Optimizing CRC32 for small payload sizes on x86

Published 6th June 2020

This entry also serves as documentation for the ISO CRC32 implementation in Dynarmic and Ryujinx.

Recently during a set of night shifts, my tired mind wanted to understand how one should go about implementing CRC32 in terms of a carry-less multiply operation. This seemed to be motivated by several thoughts:

  1. x86 supports the pclmulqdq instruction which implements a 64-bit × 64-bit → 127-bit carry-less product operation
  2. While x86 has the SSE4.2 crc32c instruction for the Castagnoli polynomial 0x1EDC6F41, it does not have similar instructions for other polynomials
  3. AArch64 systems provide a CRC32 instruction which uses the ISO/ANSI/gzip/PNG polynomial 0x04C11DB7
  4. Current AArch64 emulators fall-back to a slow software implementation when encountering the above mentioned instructions

I had a vague understanding of CRC32 so I knew it was possible, but my understanding at the time wasn't sufficient for the implementation to be obvious. In retrospect the solution is obvious but I am documenting it here anyway for posterity.

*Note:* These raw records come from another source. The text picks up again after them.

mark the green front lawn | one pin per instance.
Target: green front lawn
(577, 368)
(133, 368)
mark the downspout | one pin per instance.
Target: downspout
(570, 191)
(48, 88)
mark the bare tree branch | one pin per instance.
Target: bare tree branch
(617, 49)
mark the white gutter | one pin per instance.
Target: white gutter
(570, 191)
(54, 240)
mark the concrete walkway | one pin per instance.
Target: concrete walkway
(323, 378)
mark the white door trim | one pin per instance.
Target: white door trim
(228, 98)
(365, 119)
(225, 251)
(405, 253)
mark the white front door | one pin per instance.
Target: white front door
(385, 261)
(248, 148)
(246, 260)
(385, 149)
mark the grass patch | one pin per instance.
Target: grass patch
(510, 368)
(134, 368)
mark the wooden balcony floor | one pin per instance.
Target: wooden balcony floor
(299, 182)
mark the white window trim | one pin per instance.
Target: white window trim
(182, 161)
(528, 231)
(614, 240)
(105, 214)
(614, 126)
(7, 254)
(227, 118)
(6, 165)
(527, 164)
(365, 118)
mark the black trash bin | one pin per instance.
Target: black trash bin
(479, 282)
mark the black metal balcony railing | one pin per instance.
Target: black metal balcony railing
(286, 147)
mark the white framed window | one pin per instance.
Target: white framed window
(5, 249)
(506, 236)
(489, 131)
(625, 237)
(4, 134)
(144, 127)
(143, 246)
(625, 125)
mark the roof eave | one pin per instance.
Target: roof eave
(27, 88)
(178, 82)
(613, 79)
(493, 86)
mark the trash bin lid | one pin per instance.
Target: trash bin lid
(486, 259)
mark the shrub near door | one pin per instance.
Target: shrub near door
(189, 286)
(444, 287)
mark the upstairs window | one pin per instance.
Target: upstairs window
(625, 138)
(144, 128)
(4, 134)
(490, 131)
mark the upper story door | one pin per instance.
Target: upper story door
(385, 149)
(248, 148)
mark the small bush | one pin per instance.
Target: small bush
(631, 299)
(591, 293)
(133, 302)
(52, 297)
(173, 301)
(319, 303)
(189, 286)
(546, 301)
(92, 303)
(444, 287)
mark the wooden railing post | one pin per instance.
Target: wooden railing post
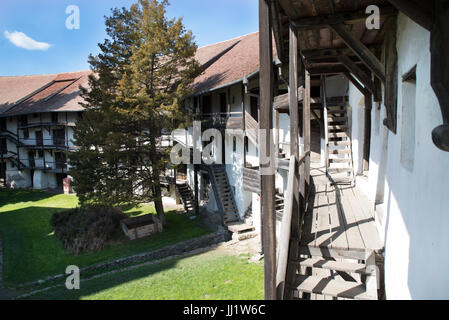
(306, 126)
(286, 228)
(294, 153)
(267, 200)
(326, 121)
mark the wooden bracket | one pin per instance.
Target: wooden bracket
(422, 12)
(367, 57)
(361, 75)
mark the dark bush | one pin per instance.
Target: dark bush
(86, 229)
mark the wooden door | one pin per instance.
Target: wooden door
(59, 137)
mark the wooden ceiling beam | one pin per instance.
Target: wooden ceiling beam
(338, 18)
(277, 30)
(357, 84)
(360, 50)
(358, 73)
(423, 13)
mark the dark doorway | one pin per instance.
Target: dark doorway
(223, 103)
(39, 138)
(3, 146)
(60, 179)
(254, 108)
(3, 172)
(2, 124)
(58, 137)
(60, 159)
(23, 121)
(31, 161)
(206, 107)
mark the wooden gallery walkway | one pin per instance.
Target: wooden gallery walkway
(338, 244)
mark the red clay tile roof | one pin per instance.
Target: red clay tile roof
(235, 59)
(224, 62)
(57, 93)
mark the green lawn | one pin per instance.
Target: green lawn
(212, 275)
(32, 252)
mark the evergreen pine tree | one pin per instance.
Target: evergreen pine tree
(140, 78)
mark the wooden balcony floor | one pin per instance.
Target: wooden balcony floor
(339, 218)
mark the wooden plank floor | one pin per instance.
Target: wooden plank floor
(339, 218)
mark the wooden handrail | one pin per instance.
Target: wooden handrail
(284, 237)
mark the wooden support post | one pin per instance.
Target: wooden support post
(243, 125)
(367, 57)
(439, 74)
(294, 152)
(422, 13)
(357, 84)
(326, 122)
(195, 172)
(361, 75)
(267, 181)
(228, 94)
(306, 126)
(367, 134)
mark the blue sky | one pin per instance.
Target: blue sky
(40, 23)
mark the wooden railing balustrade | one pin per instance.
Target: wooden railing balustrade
(285, 236)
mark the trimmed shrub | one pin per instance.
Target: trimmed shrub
(87, 229)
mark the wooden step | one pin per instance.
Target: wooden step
(326, 252)
(337, 119)
(336, 111)
(339, 143)
(240, 227)
(333, 288)
(333, 265)
(337, 135)
(340, 151)
(340, 160)
(244, 236)
(339, 170)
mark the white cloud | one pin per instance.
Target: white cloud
(21, 40)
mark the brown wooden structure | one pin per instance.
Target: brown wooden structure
(323, 37)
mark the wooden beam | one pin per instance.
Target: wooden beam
(306, 122)
(357, 72)
(422, 13)
(439, 73)
(360, 50)
(344, 17)
(357, 84)
(267, 181)
(277, 30)
(294, 151)
(367, 131)
(391, 85)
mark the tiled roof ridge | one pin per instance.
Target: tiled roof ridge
(233, 39)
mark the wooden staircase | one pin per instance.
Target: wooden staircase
(339, 154)
(336, 256)
(332, 276)
(251, 128)
(187, 198)
(227, 206)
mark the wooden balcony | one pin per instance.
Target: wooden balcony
(251, 180)
(221, 121)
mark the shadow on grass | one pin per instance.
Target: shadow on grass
(31, 251)
(10, 196)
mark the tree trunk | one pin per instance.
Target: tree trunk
(157, 192)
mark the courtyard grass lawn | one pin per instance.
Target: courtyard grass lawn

Implementation requirements

The primary motivation is to re-implement the crc32 instructions of AArch64, so let's first take a look at those. There are several instructions with small payload sizes:

CRC32B <Wd>, <Wn>, <Wm>
CRC32H <Wd>, <Wn>, <Wm>
CRC32W <Wd>, <Wn>, <Wm>
CRC32X <Wd>, <Wn>, <Xm>

For all the instructions, the n register is the accumulated crc32 value, and m is the current input value. One can have a look at the ASL implementation for these instructions in the AArch64 manual:

bits(32)   acc  = X[n];    // accumulator
bits(size) val  = X[m];    // input value
bits(32)   poly = 0x04C11DB7;

bits(32+size) tempacc = BitReverse(acc):Zeros(size);
bits(size+32) tempval = BitReverse(val):Zeros(32);

// Poly32Mod2 on a bitstring does a polynomial Modulus over {0,1} operation
X[d] = BitReverse(Poly32Mod2(tempacc EOR tempval, poly));

From the above we can see that we need to implement crc32 for 8, 16, 32, and 64-bit payload sizes.

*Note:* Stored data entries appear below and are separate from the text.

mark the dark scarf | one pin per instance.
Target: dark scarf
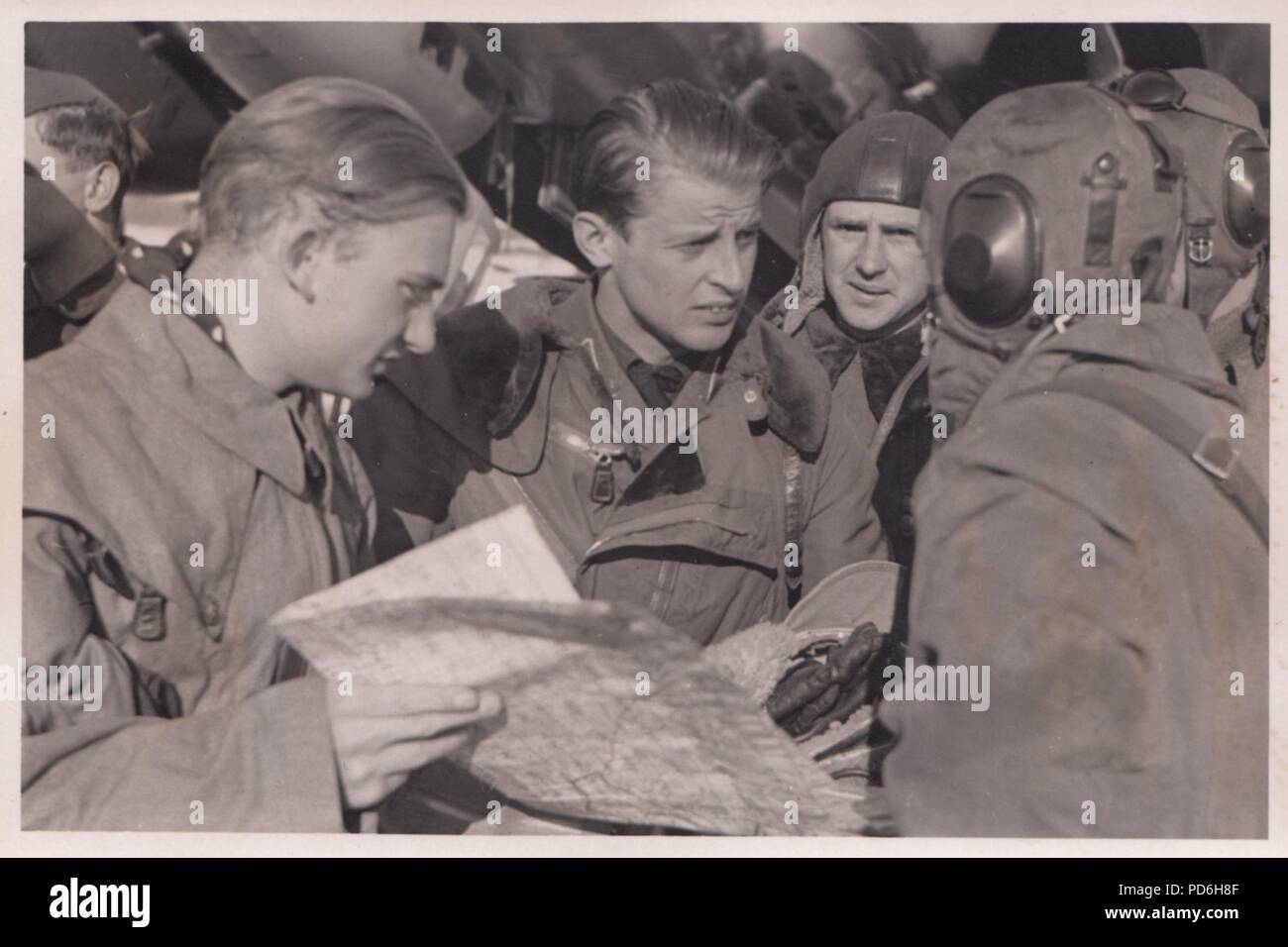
(885, 355)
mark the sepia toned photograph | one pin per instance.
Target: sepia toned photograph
(562, 429)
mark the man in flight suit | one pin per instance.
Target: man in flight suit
(1083, 532)
(1227, 157)
(180, 487)
(712, 535)
(859, 295)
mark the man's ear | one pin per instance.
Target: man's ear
(102, 182)
(595, 239)
(300, 258)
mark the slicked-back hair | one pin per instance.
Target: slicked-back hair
(677, 127)
(286, 150)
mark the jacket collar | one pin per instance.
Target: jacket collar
(197, 380)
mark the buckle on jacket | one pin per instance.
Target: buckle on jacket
(1215, 455)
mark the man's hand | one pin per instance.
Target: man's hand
(381, 735)
(818, 692)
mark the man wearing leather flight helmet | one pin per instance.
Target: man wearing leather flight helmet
(1082, 528)
(1227, 219)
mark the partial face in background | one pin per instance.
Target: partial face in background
(71, 184)
(372, 298)
(684, 264)
(874, 269)
(90, 189)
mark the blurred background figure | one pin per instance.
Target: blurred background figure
(81, 154)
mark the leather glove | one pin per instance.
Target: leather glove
(829, 684)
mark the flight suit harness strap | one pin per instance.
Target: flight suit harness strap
(1211, 453)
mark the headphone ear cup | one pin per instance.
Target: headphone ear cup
(1247, 189)
(993, 253)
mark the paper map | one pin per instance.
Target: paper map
(609, 714)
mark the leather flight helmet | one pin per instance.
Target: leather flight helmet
(1227, 157)
(1054, 178)
(887, 158)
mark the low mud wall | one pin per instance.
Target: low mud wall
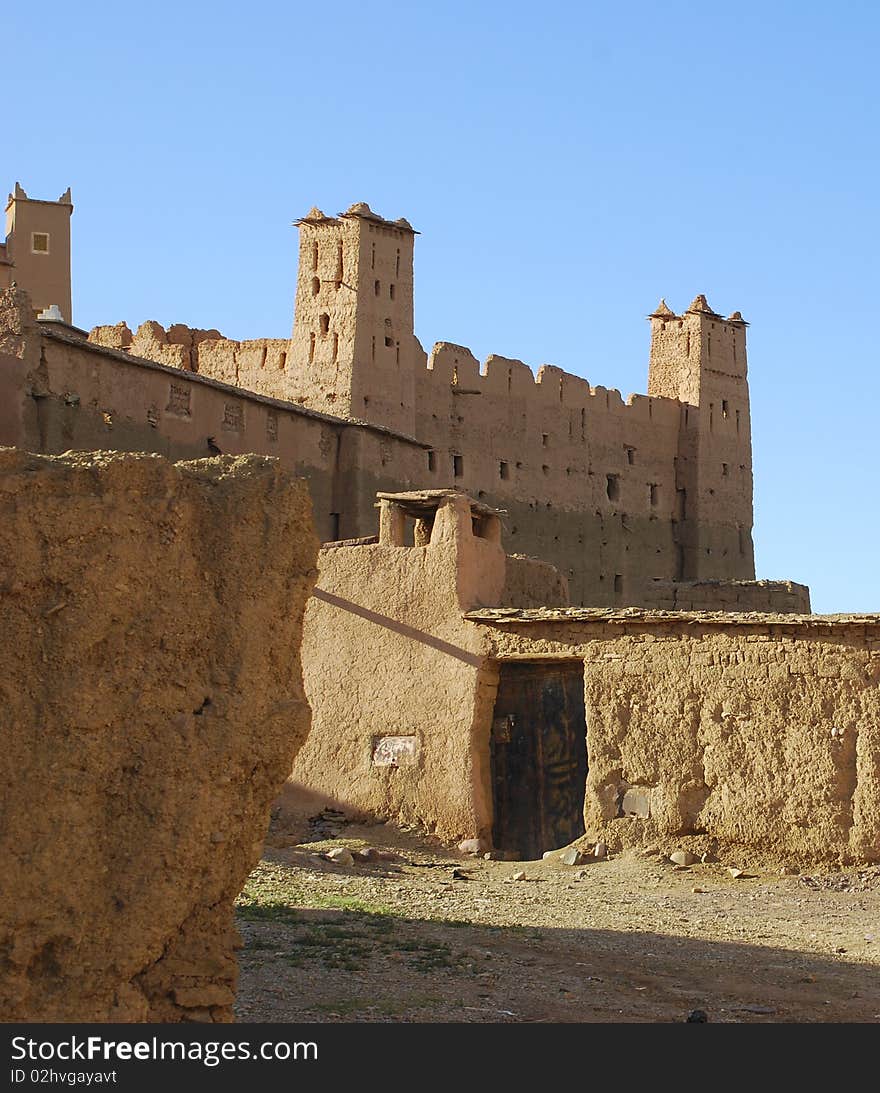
(151, 705)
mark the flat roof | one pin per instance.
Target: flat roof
(531, 616)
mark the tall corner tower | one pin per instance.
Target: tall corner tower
(353, 342)
(699, 359)
(37, 248)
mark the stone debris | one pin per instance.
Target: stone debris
(340, 856)
(474, 846)
(366, 854)
(326, 824)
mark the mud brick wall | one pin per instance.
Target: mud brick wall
(151, 705)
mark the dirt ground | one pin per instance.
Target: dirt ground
(431, 935)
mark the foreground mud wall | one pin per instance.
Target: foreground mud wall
(752, 731)
(151, 705)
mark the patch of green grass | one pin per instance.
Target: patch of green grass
(272, 894)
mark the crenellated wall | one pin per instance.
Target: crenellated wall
(618, 495)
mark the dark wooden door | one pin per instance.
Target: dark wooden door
(539, 756)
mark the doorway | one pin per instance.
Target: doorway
(538, 756)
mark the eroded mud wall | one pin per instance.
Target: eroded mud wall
(151, 705)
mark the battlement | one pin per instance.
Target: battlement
(614, 492)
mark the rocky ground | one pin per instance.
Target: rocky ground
(425, 933)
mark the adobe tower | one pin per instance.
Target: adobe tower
(353, 342)
(699, 359)
(36, 254)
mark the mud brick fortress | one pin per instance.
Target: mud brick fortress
(534, 619)
(644, 502)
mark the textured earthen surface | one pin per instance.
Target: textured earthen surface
(741, 729)
(151, 702)
(752, 730)
(618, 494)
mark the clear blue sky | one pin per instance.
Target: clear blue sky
(567, 164)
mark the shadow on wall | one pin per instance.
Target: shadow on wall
(399, 627)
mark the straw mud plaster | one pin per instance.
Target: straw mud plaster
(446, 697)
(151, 703)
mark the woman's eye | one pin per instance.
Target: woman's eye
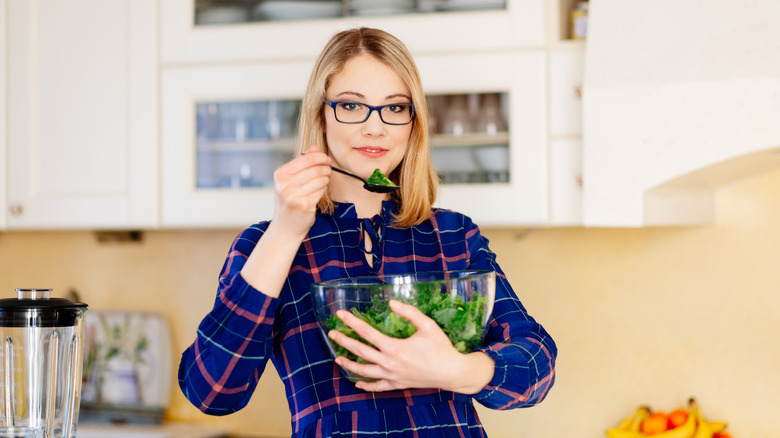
(396, 108)
(350, 106)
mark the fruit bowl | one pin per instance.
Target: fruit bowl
(459, 301)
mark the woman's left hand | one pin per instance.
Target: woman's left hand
(426, 359)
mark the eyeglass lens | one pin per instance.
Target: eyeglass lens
(355, 112)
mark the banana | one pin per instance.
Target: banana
(629, 427)
(706, 429)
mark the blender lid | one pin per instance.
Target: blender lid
(35, 307)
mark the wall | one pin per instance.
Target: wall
(641, 316)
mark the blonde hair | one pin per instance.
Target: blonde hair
(415, 174)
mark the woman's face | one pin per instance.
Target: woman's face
(373, 144)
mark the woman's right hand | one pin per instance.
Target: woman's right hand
(300, 184)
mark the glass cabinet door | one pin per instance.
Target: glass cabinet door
(240, 143)
(226, 129)
(470, 137)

Cyclic redundancy check (CRC) mathematics

$$ crc(m(x)) = x^{degree(p(x))} \cdot m(x) \mod p(x) $$

As the above suggests, the CRC of a message is the message with zeros appended represented as a polynomial modulo the generator polynomial. The number of zeros appended to the message is the degree of the polynomial.

The coefficients of the polynomial are elements of the Galois field GF(2). Thus, addition of coefficients is equivalent to xor, and the multiplication of two polynomials is equivalent to a carry-less multiply.

For ISO CRC32, degree(p(x)) = 32, and the generator polynomial is:

$$p(x) = x^{32} + x^{26} + x^{23} + x^{22} + x^{16} + x^{12} + x^{11} + x^{10} + x^8 + x^7 + x^5 + x^4 + x^2 + x + 1$$

This is equivalent to a binary representation of 0x104C11DB7.

CRC accumulation

One might ask: Why can I use a hardware accelerated CRC32 primitive with a maximum payload size of 64-bits to calculate a CRC32 for a larger message? How does the maths work out?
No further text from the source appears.